The angle shows a long table made of dark wood and ornate chairs. It’s a meeting room inside the Ignatov estate, I recognize as much. I’ve never been here physically, but I recognize the layout from maps.
Five men sit around the table, one at the head.
Damian’s father.
His face is harder, sharper, than the framed portraits I’ve seen in the estate hallways. Those painted versions polished his brutality into something ceremonial. Here, he looks alive, angry and terrifying.
Across from him sits another man with a lean build, severe face, his posture almost defiant even in stillness. It can’t be anyone other than—
Anton Lebedev.
I inhale sharply. My heart knocks against bone.
The audio crackles, fading in and out like a dying heartbeat. But even broken words carry weight.
“…betrayal…”
“…you always were…”
“…the cleanse…”
Cleanse.
The word lands like a blade across my throat. This is a Bratva term, but not one spoken openly. Cleanse means erasing witnesses, removing liabilities. Sometimes whole families.
Damian knew. Damian hid this.
But before the thought fully forms, the footage stutters. The image lurches and the men dissolve into gray fog.
Static hisses across the screen, loud enough to scrape down my spine. I reach for the terminal. But then the distortion shifts intentionally.
Letters jerk into form, glitching, reappearing in violent flashes. A burst of code spits across the display:
you’re next
My breath leaves my body all at once. The screen fractures into static again and the terminal shuts itself down. The room feels suddenly too small and exposed.
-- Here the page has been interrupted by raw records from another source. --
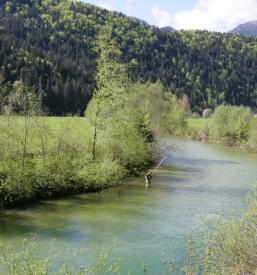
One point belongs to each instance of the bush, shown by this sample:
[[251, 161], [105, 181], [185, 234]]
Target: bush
[[230, 125], [252, 142]]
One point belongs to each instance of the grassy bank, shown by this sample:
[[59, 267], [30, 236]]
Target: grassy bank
[[197, 123], [229, 125]]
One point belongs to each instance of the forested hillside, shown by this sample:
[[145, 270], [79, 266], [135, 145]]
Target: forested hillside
[[50, 46]]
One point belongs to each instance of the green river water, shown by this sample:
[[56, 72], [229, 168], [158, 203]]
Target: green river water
[[197, 182]]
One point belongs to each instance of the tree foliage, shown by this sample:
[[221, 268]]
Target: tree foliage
[[51, 46]]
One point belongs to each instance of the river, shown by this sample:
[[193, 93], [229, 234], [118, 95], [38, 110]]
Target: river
[[196, 182]]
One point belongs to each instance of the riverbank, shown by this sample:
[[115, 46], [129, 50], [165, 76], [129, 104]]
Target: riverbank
[[198, 181], [55, 161], [233, 126]]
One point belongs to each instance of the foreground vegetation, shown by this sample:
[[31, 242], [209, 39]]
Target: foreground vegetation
[[228, 247], [42, 158]]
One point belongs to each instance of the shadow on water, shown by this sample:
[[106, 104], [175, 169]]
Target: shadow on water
[[200, 162]]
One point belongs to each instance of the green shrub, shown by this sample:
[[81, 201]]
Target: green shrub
[[252, 142], [229, 125]]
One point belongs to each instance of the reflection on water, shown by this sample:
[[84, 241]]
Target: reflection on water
[[199, 180]]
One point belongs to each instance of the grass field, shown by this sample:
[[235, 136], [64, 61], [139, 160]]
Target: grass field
[[52, 129], [197, 123]]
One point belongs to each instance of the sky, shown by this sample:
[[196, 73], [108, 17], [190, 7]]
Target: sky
[[212, 15]]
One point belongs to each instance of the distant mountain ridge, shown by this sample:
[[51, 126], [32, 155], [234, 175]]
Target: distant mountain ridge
[[249, 28], [167, 28], [50, 45]]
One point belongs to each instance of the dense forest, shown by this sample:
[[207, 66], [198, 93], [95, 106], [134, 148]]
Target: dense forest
[[50, 45]]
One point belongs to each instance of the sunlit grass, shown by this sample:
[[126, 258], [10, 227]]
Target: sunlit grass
[[197, 123]]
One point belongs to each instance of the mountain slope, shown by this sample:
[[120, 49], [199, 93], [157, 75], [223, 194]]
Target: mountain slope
[[167, 28], [50, 46], [249, 28]]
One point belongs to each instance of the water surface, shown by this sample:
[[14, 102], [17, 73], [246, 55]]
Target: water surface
[[198, 181]]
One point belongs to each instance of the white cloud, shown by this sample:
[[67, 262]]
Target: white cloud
[[106, 6], [215, 15]]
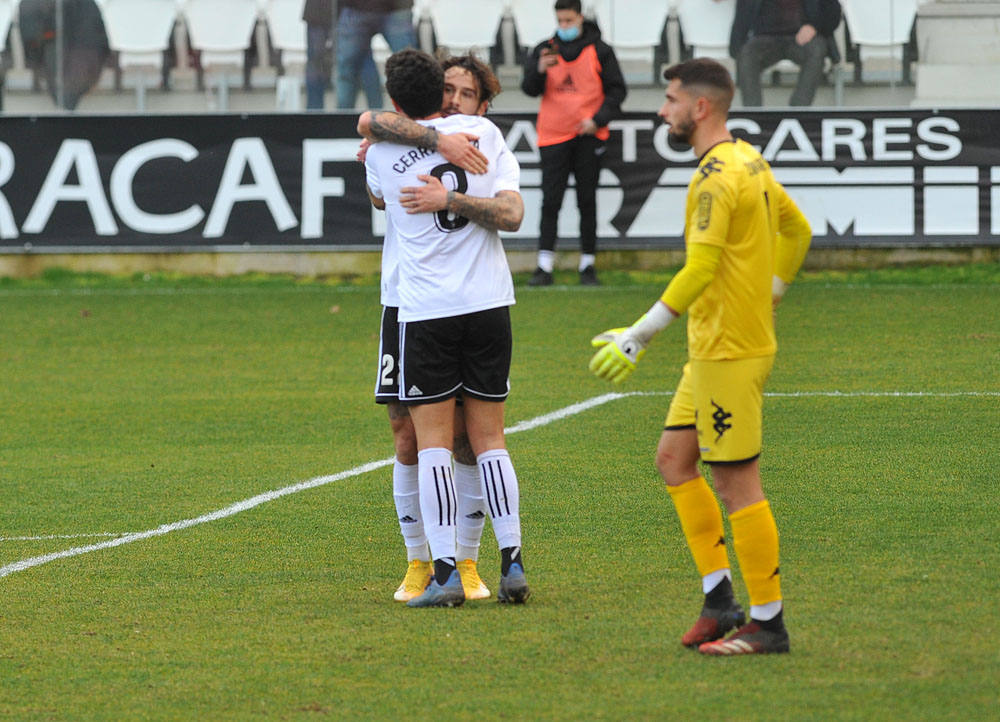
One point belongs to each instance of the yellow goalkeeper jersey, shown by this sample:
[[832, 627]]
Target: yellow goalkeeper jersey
[[735, 203]]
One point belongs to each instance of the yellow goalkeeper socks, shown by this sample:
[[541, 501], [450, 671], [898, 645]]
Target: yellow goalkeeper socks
[[701, 521], [755, 539]]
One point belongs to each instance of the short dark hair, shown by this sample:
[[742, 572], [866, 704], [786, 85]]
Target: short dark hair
[[415, 81], [489, 86], [708, 75], [569, 5]]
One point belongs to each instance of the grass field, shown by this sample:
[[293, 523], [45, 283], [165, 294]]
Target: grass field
[[158, 561]]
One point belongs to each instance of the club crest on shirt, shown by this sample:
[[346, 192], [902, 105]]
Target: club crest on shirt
[[710, 166], [704, 211]]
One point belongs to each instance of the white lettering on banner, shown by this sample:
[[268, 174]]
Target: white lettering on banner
[[852, 139], [123, 176], [249, 153], [882, 138], [73, 155], [8, 226], [315, 186], [523, 130], [951, 145], [790, 129], [864, 201], [995, 201], [951, 200]]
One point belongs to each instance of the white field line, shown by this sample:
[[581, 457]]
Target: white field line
[[268, 496]]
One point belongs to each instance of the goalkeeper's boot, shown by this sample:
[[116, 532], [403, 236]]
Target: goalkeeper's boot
[[449, 594], [754, 638], [719, 614], [471, 582], [418, 575], [513, 586]]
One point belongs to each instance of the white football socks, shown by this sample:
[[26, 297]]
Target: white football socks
[[438, 504], [405, 492], [502, 497], [547, 260], [471, 511]]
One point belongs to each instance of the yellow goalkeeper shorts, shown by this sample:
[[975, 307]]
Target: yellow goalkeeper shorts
[[724, 401]]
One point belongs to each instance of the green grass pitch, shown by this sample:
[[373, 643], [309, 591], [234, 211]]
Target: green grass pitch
[[158, 407]]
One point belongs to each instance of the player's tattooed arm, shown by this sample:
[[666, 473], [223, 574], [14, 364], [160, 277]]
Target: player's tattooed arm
[[394, 128], [503, 212], [457, 148]]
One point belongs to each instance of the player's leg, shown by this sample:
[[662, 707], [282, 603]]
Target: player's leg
[[486, 352], [810, 58], [700, 517], [427, 384], [471, 511], [729, 399], [587, 171], [556, 162], [405, 483]]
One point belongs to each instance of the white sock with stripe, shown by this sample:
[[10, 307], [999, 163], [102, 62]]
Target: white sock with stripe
[[437, 501], [502, 497], [406, 494], [471, 511]]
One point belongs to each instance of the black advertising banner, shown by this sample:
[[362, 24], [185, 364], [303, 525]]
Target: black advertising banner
[[888, 178]]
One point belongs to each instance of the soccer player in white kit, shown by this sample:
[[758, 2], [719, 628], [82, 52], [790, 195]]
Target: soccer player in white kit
[[454, 296]]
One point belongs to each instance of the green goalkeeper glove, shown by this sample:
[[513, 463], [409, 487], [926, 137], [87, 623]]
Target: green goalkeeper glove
[[618, 353], [619, 349]]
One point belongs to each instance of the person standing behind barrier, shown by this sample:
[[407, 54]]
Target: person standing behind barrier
[[359, 22], [318, 16], [766, 31], [582, 89]]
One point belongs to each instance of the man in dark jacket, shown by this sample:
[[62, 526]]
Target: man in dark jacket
[[582, 89], [359, 21], [84, 46], [766, 31], [318, 16]]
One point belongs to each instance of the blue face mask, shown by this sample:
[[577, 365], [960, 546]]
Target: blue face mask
[[569, 34]]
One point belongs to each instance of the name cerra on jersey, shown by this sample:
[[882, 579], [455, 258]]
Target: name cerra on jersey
[[410, 159]]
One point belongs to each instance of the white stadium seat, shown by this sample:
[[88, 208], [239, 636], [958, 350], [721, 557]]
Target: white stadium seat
[[140, 32], [287, 31], [221, 31], [466, 25], [705, 25], [880, 29], [535, 21], [635, 29]]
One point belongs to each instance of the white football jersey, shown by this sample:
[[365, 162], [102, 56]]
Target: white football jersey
[[390, 266], [448, 266]]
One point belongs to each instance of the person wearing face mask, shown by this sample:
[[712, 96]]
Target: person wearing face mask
[[582, 89]]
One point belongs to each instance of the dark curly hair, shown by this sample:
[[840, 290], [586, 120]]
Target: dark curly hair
[[706, 74], [489, 86], [415, 81]]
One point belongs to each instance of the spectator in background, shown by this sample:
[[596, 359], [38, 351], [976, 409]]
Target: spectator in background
[[318, 15], [582, 89], [359, 22], [766, 31], [84, 45]]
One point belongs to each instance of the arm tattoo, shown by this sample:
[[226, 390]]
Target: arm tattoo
[[394, 128], [503, 212]]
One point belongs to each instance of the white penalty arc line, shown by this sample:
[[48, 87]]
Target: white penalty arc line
[[255, 501], [269, 496]]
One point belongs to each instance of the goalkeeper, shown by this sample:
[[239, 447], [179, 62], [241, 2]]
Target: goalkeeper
[[745, 241]]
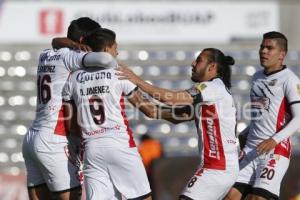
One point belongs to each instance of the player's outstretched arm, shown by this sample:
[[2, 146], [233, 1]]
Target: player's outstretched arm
[[243, 137], [166, 96], [269, 144], [176, 114], [152, 110], [99, 59], [58, 43]]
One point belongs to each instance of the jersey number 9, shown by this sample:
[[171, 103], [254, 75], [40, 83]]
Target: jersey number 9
[[97, 109]]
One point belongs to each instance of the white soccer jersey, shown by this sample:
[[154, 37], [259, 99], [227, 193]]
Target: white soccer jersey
[[52, 73], [215, 121], [99, 97], [271, 95]]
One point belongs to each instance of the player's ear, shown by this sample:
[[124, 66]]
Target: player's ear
[[212, 66], [81, 39], [282, 55]]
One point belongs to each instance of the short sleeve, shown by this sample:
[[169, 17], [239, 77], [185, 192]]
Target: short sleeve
[[210, 91], [292, 89], [73, 59], [127, 87], [67, 91]]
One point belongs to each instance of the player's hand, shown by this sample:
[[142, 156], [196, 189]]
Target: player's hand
[[242, 140], [82, 47], [124, 73], [266, 146]]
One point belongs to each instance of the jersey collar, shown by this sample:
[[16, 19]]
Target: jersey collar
[[274, 72]]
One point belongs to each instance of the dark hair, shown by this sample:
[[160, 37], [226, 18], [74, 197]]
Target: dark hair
[[279, 37], [81, 27], [100, 38], [223, 64]]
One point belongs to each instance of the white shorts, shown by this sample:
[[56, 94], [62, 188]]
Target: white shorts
[[110, 173], [46, 161], [265, 171], [211, 184]]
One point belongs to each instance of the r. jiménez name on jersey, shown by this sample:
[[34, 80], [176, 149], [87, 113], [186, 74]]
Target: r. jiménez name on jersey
[[84, 77]]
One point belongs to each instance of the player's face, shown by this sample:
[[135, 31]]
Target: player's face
[[200, 67], [271, 55], [113, 50]]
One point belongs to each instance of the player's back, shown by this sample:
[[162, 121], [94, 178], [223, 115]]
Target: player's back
[[99, 97], [52, 73], [216, 125], [271, 97]]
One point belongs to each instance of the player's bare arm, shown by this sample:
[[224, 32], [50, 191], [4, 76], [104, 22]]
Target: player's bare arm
[[154, 111], [267, 145], [166, 96], [176, 115]]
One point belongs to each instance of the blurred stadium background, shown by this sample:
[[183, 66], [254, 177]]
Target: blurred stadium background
[[159, 40]]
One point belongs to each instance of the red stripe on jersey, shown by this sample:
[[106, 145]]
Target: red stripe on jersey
[[129, 131], [214, 157], [60, 128], [284, 147]]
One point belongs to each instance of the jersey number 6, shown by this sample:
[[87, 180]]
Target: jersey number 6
[[43, 88]]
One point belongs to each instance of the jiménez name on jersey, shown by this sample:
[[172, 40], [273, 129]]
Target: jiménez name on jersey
[[95, 90], [46, 68], [83, 77]]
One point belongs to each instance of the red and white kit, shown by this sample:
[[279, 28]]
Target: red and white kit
[[112, 164], [215, 121], [45, 145]]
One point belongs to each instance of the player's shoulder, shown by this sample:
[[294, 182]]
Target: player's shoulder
[[258, 74], [214, 84], [290, 73]]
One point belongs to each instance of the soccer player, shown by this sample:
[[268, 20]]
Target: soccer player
[[275, 99], [214, 113], [112, 164], [45, 145], [79, 28]]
This is not a warning anymore.
This is apromise.
Fear rolls in in waves. It coils around my ribs, icy and merciless. If they breached my apartment without breaking the lock, if they stripped my system clean like peeling skin from bone, if they had this video—
They are inside the Ignatov network.
Inside Damian’s world.
I stand abruptly, adrenaline flooding fast enough to make my fingertips go numb. Pride claws at me, tells me I don’t need him, tells me I can run, disappear, fight alone.
But I know when to let survival beat my pride.
I throw clothes into a bag, my movements mechanical and sharp. My laptop, external drives, the emergency passport I never thought I’d need again get tossed along too.
My breath comes quickly, but I shove down the panic until it’s something manageable, something I can weaponize.